How High Can You Go?(转载)

How High Can You Go?

by Jonathan Lewis

Introduction

Someone on the Oracle-L mailing list recently asked, “Does Oracle impose any limit on the height of a b-tree index?” A member of the list, who had been on one of the official advanced internals courses, said that his notes quoted a limit of 24. But that’s not an obvious limit, so how do you find out whether it’s right or not?

If you’ve got about 50GB of free disk space, Oracle 9.2 or better, and around 10 hours of run time, then this article will tell you how. (It’s just for fun, but you may pick up a couple of useful ideas on the way.)

How Big is Big?

In an earlier on Oracle’s implementation of B-trees' indexes, I pointed out that B-trees are always balanced — every leaf is the same distance from the root. So how big will an index have to be to get to a height of 24 (or blevel = 23)?

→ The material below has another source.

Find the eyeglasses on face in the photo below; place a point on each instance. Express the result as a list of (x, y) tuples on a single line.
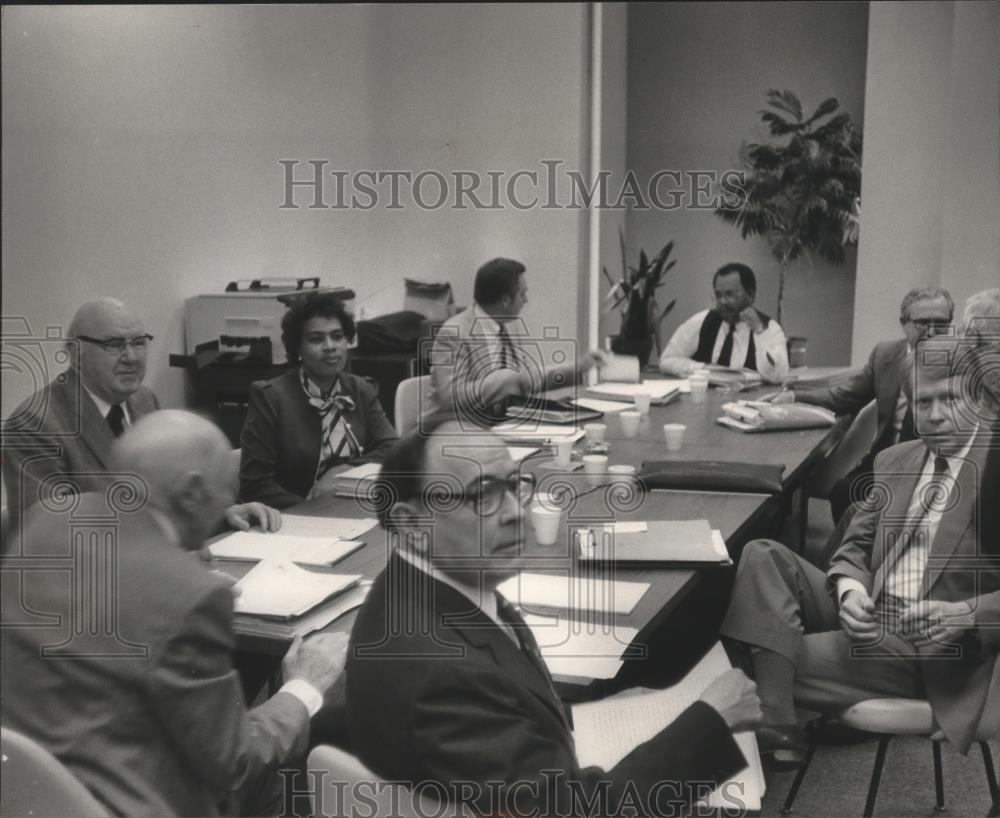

If we push Oracle into the worst possible case, we could build an index that degenerated into a binary tree. In other words, every branch block holds pointers to just two other index blocks; and at the bottom of the index, every leaf block points to just one row in a table.

The arithmetic is easy — we just keep multiplying by two:

 The root block at blevel = 23 points to 2 branch blocks below Two branch blocks at blevel = 22 point to 4 branch blocks below Four branch blocks at blevel = 21 point to 8 branch blocks below 2^3 branch blocks at blevel = 20 point to 2^4 branch blocks below … 2^22 branch blocks at blevel = 1 point to 2^23 leaf blocks below

So if we wanted a fully populated B-tree of height 24, we would have to build an index containing 2^24 — 1 blocks, and a table with 2^23 rows. Once we had built it, we could add one more row to the table that would cause an index block split to propagate all the way to the top of the tree to see if Oracle could cope with an index of height 25.

Assume we use the smallest block size available (in my case 2K, I don’t think the modern versions of Oracle allow for anything less), 2^24 blocks is 32GB. Add to that the size of the table that you need to index, and then the volume of undo you would generate, not forgetting the temporary space you might need to build the index; and the experiment seems a little over the top.

Because It’s There

It may be difficult, but that doesn’t mean you shouldn’t (or can’t) do it. Anyway, you might learn something useful along the way; and you can always ration the amount of time you’re prepared to spend on the exercise.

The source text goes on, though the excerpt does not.